Bardzo odważnych mamy polityków, nie ma co. Najbardziej odważny jest prezes Kaczyński, który nie lubi dyskutować z byle im - w trakcie wyborów nie przystąpił do debaty z Donaldem Tuskiem, teraz nie prowadził rozmów z Ziobro - uznał, że najodpowiedniejszym dyskutantem dla niego jest on sam we własnej osobie.
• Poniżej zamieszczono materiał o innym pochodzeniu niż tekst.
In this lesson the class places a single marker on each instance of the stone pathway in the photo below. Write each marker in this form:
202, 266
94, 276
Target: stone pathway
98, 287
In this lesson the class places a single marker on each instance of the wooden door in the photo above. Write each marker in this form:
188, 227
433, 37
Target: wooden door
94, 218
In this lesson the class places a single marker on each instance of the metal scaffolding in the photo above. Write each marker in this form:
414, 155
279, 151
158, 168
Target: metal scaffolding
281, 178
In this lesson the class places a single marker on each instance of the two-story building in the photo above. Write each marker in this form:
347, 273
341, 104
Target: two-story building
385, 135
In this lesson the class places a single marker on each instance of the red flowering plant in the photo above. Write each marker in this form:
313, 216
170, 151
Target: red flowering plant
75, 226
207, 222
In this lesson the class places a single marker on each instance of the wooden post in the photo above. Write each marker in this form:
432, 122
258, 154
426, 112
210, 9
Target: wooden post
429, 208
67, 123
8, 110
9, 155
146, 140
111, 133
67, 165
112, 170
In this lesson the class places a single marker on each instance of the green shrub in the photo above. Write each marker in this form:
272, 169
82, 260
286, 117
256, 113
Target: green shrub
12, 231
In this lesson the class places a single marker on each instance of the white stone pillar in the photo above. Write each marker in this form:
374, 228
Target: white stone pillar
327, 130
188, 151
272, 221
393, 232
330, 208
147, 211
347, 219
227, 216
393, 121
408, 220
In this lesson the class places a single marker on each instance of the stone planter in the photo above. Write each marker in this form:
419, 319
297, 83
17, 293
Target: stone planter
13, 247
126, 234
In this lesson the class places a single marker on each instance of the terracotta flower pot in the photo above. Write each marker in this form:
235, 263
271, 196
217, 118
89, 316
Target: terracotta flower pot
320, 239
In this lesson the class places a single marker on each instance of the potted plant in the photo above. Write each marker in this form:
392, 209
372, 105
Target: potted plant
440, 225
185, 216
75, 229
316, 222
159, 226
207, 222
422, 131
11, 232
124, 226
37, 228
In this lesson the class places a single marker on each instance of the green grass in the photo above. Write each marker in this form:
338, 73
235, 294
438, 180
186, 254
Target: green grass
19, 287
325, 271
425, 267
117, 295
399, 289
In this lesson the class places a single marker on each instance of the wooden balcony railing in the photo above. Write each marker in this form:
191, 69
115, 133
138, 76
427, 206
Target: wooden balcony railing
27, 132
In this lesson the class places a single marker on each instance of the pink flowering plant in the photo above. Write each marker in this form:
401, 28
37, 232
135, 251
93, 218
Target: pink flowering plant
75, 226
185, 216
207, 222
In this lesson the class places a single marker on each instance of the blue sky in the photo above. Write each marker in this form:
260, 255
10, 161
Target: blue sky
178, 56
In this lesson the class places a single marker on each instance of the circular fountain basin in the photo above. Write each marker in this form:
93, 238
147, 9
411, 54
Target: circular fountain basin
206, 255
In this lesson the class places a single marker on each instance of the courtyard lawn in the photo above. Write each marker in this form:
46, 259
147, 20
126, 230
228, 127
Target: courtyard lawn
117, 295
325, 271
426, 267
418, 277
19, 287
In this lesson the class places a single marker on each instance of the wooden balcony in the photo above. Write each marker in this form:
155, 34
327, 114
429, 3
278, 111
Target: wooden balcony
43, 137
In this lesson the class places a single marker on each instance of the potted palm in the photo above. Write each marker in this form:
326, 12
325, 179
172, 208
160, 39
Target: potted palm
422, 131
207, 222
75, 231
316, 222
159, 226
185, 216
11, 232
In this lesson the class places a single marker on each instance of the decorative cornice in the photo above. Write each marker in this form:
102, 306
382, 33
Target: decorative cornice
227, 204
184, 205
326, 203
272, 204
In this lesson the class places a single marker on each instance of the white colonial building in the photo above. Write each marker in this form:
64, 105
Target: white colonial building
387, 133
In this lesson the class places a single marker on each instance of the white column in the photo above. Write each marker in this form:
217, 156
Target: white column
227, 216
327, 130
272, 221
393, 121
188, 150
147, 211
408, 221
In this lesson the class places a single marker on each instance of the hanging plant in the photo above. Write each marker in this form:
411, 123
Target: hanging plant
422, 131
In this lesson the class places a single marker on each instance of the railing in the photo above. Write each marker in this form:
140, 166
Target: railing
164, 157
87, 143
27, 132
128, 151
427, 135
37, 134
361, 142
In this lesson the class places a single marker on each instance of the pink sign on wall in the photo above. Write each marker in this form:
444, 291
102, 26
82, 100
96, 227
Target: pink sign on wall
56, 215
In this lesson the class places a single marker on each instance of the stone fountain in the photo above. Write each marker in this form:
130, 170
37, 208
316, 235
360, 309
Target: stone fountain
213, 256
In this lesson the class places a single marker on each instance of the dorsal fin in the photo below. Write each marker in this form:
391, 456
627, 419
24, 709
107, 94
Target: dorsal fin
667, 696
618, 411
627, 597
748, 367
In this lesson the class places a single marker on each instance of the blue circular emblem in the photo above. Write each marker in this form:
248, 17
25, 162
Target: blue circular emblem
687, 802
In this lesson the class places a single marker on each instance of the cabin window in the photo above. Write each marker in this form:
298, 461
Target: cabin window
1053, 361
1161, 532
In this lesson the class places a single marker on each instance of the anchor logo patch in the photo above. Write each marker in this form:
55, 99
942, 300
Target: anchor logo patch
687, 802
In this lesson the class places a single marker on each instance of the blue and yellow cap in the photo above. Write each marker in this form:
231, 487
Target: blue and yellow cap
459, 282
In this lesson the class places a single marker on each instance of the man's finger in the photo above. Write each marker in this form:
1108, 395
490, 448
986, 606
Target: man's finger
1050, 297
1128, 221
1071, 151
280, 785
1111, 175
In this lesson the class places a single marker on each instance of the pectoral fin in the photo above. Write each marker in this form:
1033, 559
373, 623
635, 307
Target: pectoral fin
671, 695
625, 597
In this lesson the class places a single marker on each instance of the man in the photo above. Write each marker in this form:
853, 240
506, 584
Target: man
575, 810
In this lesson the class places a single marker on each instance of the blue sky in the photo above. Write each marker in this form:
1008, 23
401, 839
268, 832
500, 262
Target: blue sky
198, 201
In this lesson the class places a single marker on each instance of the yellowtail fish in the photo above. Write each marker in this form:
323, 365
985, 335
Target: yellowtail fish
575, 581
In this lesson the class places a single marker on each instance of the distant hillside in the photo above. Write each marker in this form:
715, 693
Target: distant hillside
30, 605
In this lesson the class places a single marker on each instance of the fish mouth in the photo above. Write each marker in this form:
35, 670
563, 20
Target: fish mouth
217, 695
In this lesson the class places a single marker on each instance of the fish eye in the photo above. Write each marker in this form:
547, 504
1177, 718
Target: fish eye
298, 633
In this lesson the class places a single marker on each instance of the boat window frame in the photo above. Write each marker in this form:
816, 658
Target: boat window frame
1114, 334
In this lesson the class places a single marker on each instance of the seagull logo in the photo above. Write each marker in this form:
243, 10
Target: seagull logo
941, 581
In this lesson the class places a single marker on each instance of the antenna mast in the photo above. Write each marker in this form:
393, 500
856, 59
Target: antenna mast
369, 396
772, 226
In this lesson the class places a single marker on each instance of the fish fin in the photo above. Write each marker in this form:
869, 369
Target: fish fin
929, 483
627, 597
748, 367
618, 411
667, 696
Udzielił wywiadu dla superprawicowego dziennika "Gazeta Polska Codziennie" i wyjawił wszystkim Polakom - tym najprawdziwszym Polakom z krwi i kości PiS - że Jacek Kurski z Ziobrą planowali rozłam od 2009 roku, gdy wysłał na nauki języków do Brukseli. Teraz właśnie się na nim mszczą.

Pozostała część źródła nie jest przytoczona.